# 3 questions about 65 gto



## jsmaem1106 (Jan 4, 2009)

#1. What is the name of the part that runs across the front. the grill bolts into this piece and mine needs to be replaced but I don't know what the technical name for it is. Does anyone make this part?

#2. Is there another name for the headlight housing that seems to be connected to each of the front fenders? 

#3 Will the doors on a post car fit a hard top?

I guess thats technically 4 but any and all help is greatly appreciated.


----------



## Rukee (Feb 8, 2007)

1) header panel?
2) headlight buckets?
3) no


----------



## mrdon50 (Oct 21, 2011)

1) I'd call it the upper and lower grille panel(2pcs). I think the techy name for for the upper is fender-to-fender cross brace. don't know about aftermarket but used ones are fairly easy to find but shipping may surprise you because of oversize.
2) per "Rukee", Headlight buckets is good enough for me if you're talking about the metal inner filler panel thats welded into the fender. not available tmk and if it's very bad you're probably looking at replacement fender.
3) hardtop and convertible doors are same but post doors are all by themselves.
Hope I helped you a little.


----------



## crustysack (Oct 5, 2008)

1)commonly referred to as header panel- GM calls it Panel and Reinforcement assembly, Radiator Grill (top half) pt#9781355- lower half is Panel,Radiator Grill-Lower pt #9778988
2) the headlight bucket is part of the front fender
3) post doors will NOT fit hardtop


----------



## jsmaem1106 (Jan 4, 2009)

Been looking for this part for a while. Can you give me a hint as to where I might look for both the upper and lower assembly. I'm sure I'll need both fenders.
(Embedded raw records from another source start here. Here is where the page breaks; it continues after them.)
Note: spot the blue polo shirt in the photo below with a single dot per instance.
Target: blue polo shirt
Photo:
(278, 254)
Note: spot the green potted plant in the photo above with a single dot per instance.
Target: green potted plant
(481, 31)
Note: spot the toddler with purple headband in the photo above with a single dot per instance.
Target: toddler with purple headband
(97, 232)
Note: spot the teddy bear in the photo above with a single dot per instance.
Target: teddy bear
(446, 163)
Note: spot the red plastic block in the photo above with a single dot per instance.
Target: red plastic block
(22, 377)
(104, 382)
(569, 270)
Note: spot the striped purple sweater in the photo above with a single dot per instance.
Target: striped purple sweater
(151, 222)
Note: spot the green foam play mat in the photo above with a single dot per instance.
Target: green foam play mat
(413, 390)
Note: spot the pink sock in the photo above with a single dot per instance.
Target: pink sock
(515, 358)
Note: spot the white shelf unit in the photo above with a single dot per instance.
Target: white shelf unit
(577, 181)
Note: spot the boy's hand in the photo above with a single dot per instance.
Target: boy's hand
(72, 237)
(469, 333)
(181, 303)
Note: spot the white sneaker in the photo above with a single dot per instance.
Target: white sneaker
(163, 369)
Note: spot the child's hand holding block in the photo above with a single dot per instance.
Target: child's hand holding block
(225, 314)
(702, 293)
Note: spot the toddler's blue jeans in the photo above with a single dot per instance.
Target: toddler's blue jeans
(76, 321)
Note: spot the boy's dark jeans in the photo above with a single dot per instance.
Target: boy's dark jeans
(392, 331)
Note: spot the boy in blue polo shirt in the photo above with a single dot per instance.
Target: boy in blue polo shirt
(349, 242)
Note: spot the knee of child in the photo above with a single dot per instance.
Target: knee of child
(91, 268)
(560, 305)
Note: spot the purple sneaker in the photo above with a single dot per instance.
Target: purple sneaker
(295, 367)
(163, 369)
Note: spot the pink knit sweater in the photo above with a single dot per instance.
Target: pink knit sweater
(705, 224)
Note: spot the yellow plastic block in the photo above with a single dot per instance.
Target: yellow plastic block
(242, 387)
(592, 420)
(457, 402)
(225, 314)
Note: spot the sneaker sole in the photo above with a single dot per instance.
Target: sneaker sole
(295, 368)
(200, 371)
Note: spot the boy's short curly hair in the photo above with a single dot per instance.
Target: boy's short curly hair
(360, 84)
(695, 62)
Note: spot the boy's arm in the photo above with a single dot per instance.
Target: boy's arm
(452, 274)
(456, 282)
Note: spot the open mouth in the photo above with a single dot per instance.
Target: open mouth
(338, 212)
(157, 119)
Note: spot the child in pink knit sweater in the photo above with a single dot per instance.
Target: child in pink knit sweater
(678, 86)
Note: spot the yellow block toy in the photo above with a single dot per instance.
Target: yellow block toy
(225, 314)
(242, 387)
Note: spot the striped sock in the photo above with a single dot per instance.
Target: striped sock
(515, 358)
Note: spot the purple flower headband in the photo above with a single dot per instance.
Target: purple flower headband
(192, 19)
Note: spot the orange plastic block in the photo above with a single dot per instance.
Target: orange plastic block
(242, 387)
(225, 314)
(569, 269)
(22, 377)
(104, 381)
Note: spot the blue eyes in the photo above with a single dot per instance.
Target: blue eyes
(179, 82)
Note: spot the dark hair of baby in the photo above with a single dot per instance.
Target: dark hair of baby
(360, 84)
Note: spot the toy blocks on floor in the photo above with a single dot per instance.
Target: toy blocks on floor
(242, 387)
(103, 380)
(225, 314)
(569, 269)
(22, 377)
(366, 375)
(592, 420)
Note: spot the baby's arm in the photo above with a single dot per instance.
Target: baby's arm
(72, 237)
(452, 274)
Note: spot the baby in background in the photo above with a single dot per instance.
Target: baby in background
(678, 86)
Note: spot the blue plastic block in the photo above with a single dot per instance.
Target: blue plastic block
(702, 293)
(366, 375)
Seems the only place either of my fenders are rusted is where these 2 pieces connect. 

Thanks for all the help.


----------



## crustysack (Oct 5, 2008)

Try Bethels Goat Farm GTO Parts, LeMans Parts and Tempest Parts 1964 1965 1966 1967 1968 1969 1970 1971 1972 I think the guys name is John- Awesome guy he was able to call the window felt manufactuer for me and have them correct their Tempest window felts- which were all GTO felts and would not fit the Tempest( due to the beltline molding) Cant say enough good things about him- if he does not have the part he will know where to get it


----------